Geopolitical tensions in the Middle East are revealing more than a simple energy crisis — they are exposing a deeper vulnerability in the global petrochemical industry. The sparks from crude oil have now spread to naphtha.

Jeong Young-hoon
Korea and other Asian nations have long depended on the Middle East for a significant share of their naphtha imports, operating under the assumption that supply would remain stable. Yet instability around the Strait of Hormuz and the Gulf region is no longer just driving up oil prices; it has evolved into a structural risk threatening the very foundations of petrochemical feedstock supply.
The consequences are already rippling across the industry. Soaring product prices, supply disruptions, growing risks of contract defaults and declining utilization rates at naphtha cracking centers (NCCs) are converging to deepen uncertainty. This is no longer a temporary shock. It is a structural problem — one that will almost certainly repeat itself.
Against this backdrop, a fundamental question arises: Is continued dependence on fossil-based naphtha still a viable strategy?
The petrochemical industry has long faced two simultaneous pressures — unstable naphtha supply and pricing on one hand, and tightening carbon regulations on the other. In the past, these challenges were addressed separately.
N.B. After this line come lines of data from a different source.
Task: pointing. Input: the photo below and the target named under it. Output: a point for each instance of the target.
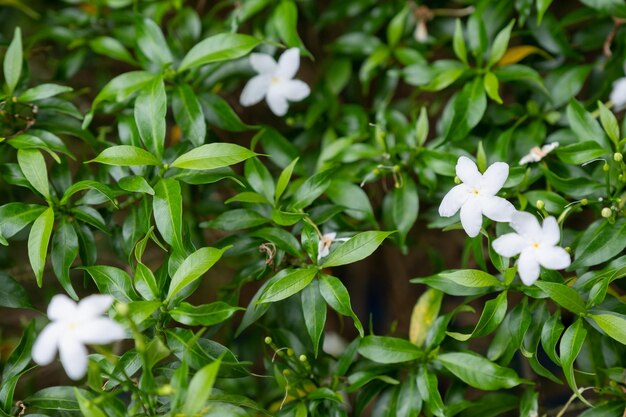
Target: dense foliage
(203, 177)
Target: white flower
(477, 195)
(275, 81)
(618, 95)
(536, 245)
(72, 326)
(323, 246)
(536, 154)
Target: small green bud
(122, 309)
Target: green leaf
(213, 155)
(192, 268)
(189, 115)
(167, 207)
(150, 110)
(490, 319)
(13, 61)
(358, 247)
(200, 388)
(38, 241)
(42, 91)
(285, 21)
(580, 152)
(565, 296)
(291, 283)
(584, 125)
(221, 47)
(479, 372)
(491, 84)
(599, 243)
(614, 325)
(111, 47)
(283, 179)
(314, 312)
(126, 155)
(113, 281)
(135, 184)
(609, 123)
(33, 166)
(203, 315)
(64, 252)
(570, 346)
(458, 42)
(12, 293)
(338, 298)
(500, 44)
(384, 349)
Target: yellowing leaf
(424, 314)
(516, 53)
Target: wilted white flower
(72, 326)
(323, 246)
(476, 196)
(618, 95)
(536, 244)
(536, 154)
(275, 81)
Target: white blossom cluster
(536, 245)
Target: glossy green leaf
(356, 248)
(38, 241)
(192, 268)
(213, 155)
(150, 110)
(221, 47)
(126, 155)
(479, 372)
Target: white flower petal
(496, 208)
(100, 331)
(494, 178)
(553, 257)
(93, 306)
(73, 357)
(45, 347)
(467, 171)
(453, 201)
(277, 101)
(288, 63)
(528, 267)
(509, 245)
(551, 232)
(263, 63)
(295, 90)
(471, 217)
(526, 225)
(61, 307)
(618, 95)
(255, 90)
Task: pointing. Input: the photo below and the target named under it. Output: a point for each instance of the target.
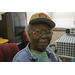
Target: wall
(0, 15)
(56, 36)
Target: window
(63, 19)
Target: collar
(32, 56)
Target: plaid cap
(41, 17)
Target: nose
(43, 36)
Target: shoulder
(53, 55)
(21, 56)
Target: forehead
(41, 25)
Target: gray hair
(27, 30)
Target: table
(66, 45)
(3, 41)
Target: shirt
(42, 56)
(25, 55)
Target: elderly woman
(39, 32)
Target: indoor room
(15, 37)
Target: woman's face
(39, 36)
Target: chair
(8, 51)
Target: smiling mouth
(43, 43)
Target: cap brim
(50, 22)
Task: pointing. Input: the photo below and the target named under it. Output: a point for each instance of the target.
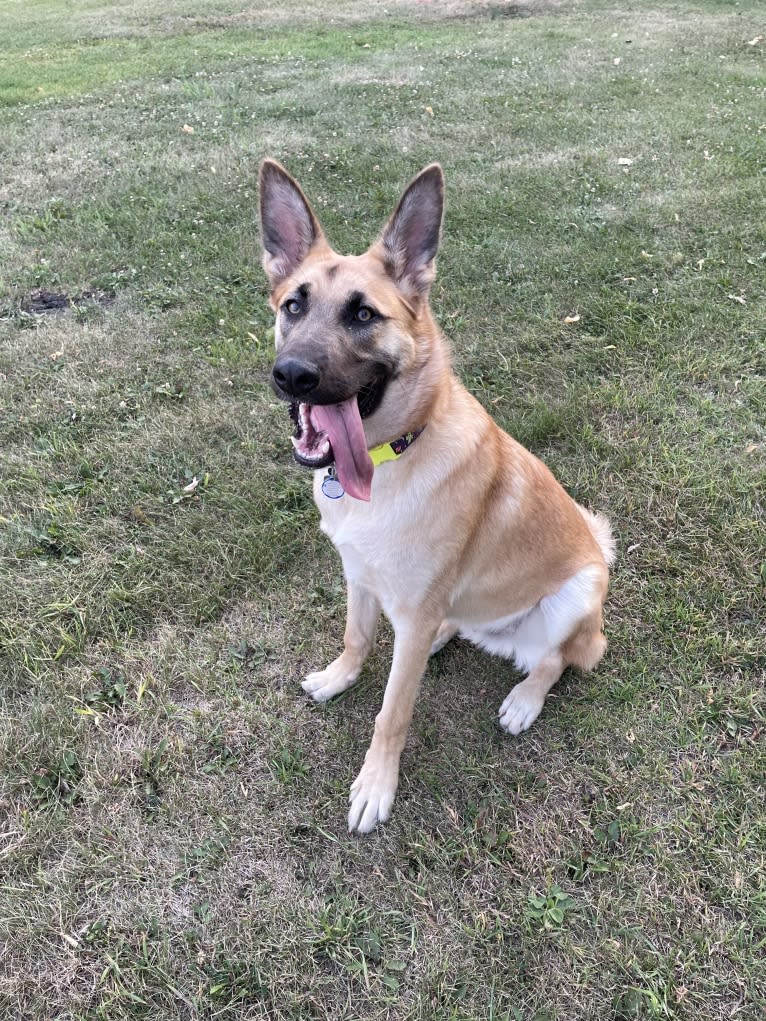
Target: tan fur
(463, 531)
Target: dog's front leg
(362, 618)
(374, 789)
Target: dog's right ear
(288, 227)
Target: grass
(173, 809)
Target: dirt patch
(42, 302)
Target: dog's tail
(602, 531)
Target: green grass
(172, 808)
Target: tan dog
(443, 522)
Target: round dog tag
(331, 487)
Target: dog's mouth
(334, 433)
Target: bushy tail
(602, 531)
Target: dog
(442, 521)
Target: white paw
(521, 708)
(372, 797)
(330, 682)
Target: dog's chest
(377, 543)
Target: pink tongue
(342, 423)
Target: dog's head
(350, 330)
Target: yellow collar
(394, 449)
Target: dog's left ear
(288, 227)
(411, 238)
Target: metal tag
(331, 487)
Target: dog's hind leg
(446, 632)
(524, 703)
(565, 629)
(362, 618)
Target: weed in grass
(110, 693)
(57, 780)
(549, 910)
(150, 773)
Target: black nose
(295, 378)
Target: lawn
(173, 807)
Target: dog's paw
(327, 683)
(521, 708)
(372, 797)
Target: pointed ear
(288, 226)
(411, 237)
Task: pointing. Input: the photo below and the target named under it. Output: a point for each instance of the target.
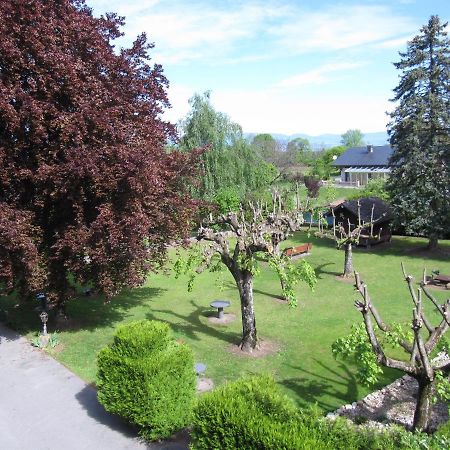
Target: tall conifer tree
(420, 134)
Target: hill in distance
(326, 140)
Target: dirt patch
(204, 385)
(350, 280)
(263, 348)
(227, 318)
(55, 350)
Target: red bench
(303, 249)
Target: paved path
(44, 406)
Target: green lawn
(304, 365)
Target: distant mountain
(326, 140)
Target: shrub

Now, however, we have entered a phase in which both must be solved together. The answer, I argue, lies in waste resources such as waste plastics and waste vinyl — specifically, the industrial use of low-carbon circular feedstock recovered through chemical decomposition rather than physical recycling or incineration, grounded in a resource-circulation model. In short: Circular naphtha.
It is important to understand how this market differs from the recycled fuel sector. Unlike biodiesel or sustainable aviation fuel, the circular feedstock market for petrochemicals is not driven by mandatory blending obligations or minimum usage requirements. Instead, it is shaped by greenhouse gas accounting frameworks, mass balance systems and international certifications such as ISCC PLUS.
Within this structure, circular naphtha must evolve beyond an experimental alternative to become a feedstock fully integrated into existing refinery and NCC operations — a genuine industrial input, not a policy footnote.
Europe is already moving rapidly in this direction. While commercial-scale operations involving waste vinyl and plastics are still emerging, the integration of biodiesel and bionaphtha — derived from waste cooking oil and other bio-based feedstocks — into plastics manufacturing, aviation fuel and marine fuel has already reached commercialization. Crucially, this market expansion is being achieved not by building entirely new facilities, but by feeding circular feedstocks into existing infrastructure. That distinction is critical for scalability and cost.
Asia, including Korea, still faces a significant gap in this regard. Recycled fuels generate reliable statistical data through mandatory blending rules and regulatory frameworks, but circular feedstock supply remains heavily dependent on overseas sources. This is precisely why waste vinyl and waste plastic technologies deserve focused attention — though one important caveat must be acknowledged: Not all waste plastic pyrolysis technologies deliver equal value.
Conventional pyrolysis has primarily produced heavy-grade oil, typically blended with crude as a supplementary input. Recently, however, a new technology pioneered by City Oil Field has been commercialized in Korea, marking a significant departure from this norm. By controlling reactions at relatively low temperatures through a noncombustion process, it minimizes impurities and eases downstream processing — enabling, for the first time, the stable and environmentally sound production of naphtha-grade circular feedstock.
The implications are significant. Even without crude oil, naphtha-grade material capable of producing vinyl and plastic products can be generated from discarded waste alone. Whether this feedstock is reintroduced as plastic raw material to establish a true virtuous cycle will determine its full industrial value. Beyond serving as a supplementary response to the naphtha supply crisis, this technology could mark a turning point in reducing greenhouse gas emissions, stabilizing industrial structures and ultimately improving quality of life.
The path forward is clear. At the national level, quality standards for naphtha-grade circular feedstock should be categorized by grade — similar to classifications applied to gasoline, diesel and kerosene — and mandatory usage requirements should be institutionalized to match feedstock with appropriate end uses. Just as bio-based fuels benefit from government support, circular feedstocks derived from waste vinyl and plastics require equivalent policy frameworks: Usage-based incentives, carbon-reduction recognition and certification linkages.
With these foundations in place, Korea — a nation with no oil reserves of its own — has every reason to become a globally recognized model of energy self-sufficiency in naphtha production and circular feedstock.
Jeong Young-hoon is CEO of City Oil Field.